I have always firmly believed "The Underground Comedy Movie" to be the worst movie ever made, but now I'm not so sure. "I Spit Chew On Your Grave" has a completely unsavory plot that I will entirely avoid discussing, the central theme of which is so un-funny that even this group of veterans of no-taste cinema didn't want their names on it. I will say that the story revolves around a disreputable warlock, Gareth, the "Mythical Prince From the Third Realm" (credited as both "Daz Maddison" and "Daz Madison") and his three vixens with names like Honey Lips ("Gwendalyn Booviay;" the film also ostensibly stars "Taco Stephens," "Mandy Bovine," and "Jock De Queaf" as himself.)
Those of you who have seen other films from the same troupe of regulars will recognize the star to be none other than mustachioed Josh Suire as Leo DeChamp (as Leo DeChamp, to add to the annoyance) once again spouting what passes for dialogue (enjoy the connections between Toblerone and Canada. Or don't. Your choice. I didn't.) As the non-plot progresses revel in the horrible spectacle of dancing, a painful standup comedy routine about dry cleaning, assault with a garden weasel, and the worst faux-Chinese accents since "The Wild, Wild World of Batwoman." Leo and Gareth (who has among other powers, and ability to use a split-screen effect and who controls a sock puppet chorus) battle for supremacy, though if you can understand what's supposed to be happening you know (or care) more than I do. Eventually Leo gets advice on revenge from a devilish Grizzelda ("Madam Croakus") in an attempt to parody vengeance flicks, and the film concludes with the worst battle for good versus evil (or something versus something else) in the history of cinematic choreography. (I know it's supposed to be a spoof, but it's just not funny.

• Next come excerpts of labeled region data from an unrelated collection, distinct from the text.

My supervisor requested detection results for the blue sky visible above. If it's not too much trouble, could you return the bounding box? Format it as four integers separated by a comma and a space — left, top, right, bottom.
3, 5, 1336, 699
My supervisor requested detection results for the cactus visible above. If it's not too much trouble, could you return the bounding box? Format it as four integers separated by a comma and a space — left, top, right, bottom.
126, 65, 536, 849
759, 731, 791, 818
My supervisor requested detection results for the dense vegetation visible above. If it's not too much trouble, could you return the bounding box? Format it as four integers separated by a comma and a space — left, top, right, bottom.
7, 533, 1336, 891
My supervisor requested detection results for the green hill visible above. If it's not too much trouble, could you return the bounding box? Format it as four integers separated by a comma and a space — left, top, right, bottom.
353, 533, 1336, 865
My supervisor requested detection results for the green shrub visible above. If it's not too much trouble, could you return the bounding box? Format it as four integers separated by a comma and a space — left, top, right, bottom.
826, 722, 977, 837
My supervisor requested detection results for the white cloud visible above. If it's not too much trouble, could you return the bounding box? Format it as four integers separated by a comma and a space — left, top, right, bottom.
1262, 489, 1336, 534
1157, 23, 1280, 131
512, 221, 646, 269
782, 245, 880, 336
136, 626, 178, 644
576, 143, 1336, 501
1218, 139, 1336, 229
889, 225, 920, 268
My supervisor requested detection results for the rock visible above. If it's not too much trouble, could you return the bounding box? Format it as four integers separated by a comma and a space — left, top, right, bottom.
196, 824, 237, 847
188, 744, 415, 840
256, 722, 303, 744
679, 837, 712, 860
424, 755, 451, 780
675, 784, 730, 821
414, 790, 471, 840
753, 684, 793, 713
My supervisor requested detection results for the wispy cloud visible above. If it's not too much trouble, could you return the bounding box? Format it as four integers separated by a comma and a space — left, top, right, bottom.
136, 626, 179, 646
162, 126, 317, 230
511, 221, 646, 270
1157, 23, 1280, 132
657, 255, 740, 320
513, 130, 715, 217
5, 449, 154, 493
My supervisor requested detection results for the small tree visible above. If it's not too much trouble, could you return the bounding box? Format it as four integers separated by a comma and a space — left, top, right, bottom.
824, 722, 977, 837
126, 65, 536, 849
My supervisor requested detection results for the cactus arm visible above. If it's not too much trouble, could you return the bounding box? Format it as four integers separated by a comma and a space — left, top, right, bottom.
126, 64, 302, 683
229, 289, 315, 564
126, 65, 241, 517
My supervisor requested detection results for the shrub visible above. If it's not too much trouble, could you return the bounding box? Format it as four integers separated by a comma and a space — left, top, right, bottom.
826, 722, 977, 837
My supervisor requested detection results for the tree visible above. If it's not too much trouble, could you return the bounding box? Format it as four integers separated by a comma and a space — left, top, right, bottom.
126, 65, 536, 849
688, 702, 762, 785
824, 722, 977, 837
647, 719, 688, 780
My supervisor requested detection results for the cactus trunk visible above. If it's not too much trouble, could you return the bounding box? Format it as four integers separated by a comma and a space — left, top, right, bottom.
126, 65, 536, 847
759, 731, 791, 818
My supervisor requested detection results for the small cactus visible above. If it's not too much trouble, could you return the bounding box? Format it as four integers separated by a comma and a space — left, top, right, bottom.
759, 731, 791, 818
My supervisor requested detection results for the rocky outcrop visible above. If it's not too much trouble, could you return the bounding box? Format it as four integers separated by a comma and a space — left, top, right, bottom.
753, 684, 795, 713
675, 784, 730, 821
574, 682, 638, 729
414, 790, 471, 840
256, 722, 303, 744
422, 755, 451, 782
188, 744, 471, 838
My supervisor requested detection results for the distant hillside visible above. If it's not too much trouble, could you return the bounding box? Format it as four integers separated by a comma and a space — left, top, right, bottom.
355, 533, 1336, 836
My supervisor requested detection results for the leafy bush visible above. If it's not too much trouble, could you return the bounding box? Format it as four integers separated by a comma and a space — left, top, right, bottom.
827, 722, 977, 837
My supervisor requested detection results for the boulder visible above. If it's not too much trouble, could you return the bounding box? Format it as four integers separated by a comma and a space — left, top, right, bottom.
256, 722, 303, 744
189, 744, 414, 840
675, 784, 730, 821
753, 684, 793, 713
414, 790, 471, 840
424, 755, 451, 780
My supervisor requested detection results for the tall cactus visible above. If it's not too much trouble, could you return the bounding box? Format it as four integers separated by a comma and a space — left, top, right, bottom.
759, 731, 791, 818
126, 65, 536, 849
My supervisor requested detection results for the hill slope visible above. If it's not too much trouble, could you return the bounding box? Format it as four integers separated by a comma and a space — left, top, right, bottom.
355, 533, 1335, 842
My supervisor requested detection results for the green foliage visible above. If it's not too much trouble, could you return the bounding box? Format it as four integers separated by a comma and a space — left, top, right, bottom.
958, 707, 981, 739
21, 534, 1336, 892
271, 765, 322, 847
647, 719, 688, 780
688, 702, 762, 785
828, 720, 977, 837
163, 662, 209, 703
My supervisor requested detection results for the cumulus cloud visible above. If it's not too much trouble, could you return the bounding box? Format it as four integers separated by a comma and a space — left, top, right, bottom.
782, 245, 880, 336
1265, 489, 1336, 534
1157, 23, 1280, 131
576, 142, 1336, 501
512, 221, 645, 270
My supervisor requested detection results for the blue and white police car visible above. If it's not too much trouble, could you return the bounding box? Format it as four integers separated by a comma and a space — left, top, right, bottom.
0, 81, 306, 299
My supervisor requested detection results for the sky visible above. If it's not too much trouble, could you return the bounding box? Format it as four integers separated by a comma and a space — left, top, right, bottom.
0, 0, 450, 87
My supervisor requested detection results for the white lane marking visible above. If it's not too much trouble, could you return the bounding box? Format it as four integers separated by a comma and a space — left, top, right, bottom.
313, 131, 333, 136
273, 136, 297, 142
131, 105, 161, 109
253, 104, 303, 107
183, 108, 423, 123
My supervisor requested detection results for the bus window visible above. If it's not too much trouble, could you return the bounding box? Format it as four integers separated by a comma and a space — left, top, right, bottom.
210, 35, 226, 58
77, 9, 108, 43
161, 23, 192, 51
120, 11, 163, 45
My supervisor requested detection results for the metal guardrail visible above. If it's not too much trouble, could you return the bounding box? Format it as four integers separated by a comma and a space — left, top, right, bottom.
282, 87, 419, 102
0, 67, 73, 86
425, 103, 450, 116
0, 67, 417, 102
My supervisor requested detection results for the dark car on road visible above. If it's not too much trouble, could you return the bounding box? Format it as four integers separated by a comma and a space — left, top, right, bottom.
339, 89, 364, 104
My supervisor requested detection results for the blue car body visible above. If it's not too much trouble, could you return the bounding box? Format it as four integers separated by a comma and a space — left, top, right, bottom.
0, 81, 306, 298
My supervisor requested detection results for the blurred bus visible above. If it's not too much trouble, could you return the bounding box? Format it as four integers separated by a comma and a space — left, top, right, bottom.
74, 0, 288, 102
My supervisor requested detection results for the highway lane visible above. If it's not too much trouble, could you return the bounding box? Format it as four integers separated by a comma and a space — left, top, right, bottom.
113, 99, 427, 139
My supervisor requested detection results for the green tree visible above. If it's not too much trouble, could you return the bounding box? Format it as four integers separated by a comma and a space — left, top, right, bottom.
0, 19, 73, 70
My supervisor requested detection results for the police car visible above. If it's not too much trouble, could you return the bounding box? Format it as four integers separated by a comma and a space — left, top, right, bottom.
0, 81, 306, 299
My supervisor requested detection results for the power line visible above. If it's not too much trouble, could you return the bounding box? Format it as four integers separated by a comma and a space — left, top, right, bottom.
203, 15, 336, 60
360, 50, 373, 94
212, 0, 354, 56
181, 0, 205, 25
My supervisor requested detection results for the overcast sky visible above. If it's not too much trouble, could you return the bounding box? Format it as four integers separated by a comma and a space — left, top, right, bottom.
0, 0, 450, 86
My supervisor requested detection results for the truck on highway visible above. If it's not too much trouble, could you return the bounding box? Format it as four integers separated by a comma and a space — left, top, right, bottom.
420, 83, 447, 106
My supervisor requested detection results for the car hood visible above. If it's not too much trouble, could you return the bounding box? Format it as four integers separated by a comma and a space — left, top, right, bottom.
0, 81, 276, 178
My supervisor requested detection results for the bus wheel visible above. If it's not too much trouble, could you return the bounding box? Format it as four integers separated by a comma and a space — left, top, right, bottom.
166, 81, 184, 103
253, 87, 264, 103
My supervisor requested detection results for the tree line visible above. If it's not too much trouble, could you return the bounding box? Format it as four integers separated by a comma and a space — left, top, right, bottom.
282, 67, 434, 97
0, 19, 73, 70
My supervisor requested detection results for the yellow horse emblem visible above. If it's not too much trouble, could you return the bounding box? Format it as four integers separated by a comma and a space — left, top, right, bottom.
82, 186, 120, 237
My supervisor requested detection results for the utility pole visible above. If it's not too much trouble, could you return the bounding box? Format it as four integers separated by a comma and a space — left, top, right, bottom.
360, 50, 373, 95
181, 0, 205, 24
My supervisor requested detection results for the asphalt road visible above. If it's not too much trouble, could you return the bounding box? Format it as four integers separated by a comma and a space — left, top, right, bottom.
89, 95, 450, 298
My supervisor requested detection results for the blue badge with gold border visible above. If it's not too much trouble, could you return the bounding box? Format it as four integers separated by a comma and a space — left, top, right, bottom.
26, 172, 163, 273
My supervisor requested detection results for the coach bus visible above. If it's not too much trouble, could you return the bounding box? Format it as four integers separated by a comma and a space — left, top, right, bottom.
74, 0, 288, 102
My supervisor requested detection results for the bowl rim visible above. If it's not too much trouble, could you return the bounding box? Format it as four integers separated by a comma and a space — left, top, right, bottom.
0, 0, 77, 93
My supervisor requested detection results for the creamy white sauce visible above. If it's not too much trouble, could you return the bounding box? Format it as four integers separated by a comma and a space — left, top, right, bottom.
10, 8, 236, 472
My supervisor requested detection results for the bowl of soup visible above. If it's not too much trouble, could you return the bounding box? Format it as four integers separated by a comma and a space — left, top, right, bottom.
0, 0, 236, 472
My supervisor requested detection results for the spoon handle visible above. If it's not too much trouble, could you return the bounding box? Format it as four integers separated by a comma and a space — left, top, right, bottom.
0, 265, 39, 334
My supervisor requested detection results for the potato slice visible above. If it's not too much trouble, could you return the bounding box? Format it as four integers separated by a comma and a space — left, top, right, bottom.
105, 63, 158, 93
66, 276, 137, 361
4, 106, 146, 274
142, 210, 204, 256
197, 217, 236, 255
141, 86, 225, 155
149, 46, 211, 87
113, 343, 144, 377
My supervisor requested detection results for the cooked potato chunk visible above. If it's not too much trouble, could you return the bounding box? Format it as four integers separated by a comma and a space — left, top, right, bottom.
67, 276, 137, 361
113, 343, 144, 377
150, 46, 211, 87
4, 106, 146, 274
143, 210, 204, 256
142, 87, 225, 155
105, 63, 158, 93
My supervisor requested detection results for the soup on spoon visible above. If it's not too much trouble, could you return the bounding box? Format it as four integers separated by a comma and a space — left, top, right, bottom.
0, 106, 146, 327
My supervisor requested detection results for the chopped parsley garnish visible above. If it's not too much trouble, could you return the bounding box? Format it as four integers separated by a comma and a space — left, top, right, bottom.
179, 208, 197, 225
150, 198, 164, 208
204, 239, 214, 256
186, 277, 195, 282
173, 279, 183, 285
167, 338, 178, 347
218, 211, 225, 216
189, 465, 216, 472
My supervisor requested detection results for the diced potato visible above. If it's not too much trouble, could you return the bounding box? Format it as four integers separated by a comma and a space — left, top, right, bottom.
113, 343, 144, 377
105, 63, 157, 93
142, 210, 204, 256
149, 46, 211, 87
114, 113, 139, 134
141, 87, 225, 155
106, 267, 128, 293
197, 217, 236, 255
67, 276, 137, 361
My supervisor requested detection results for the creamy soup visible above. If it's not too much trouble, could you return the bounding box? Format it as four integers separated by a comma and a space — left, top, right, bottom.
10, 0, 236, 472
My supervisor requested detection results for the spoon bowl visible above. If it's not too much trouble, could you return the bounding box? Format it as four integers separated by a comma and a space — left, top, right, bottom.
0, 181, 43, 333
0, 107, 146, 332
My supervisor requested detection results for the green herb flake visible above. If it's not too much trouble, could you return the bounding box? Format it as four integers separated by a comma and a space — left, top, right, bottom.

Or scary. Or exciting. Or interesting.)
This film combines an impossibly un-funny premise, awful dialogue, acting, and direction and blends them together into an absolutely dreadful viewing experience. The DVD also features an astonishingly juvenile and self-congratulatory commentary track if you can bear to sit through the film a second time. (I dare you.)
I would not recommend this movie to my worst enemy. It's dumb, rude, and offensive, and has nothing to show for it at the end of its tortuous 58-minute run.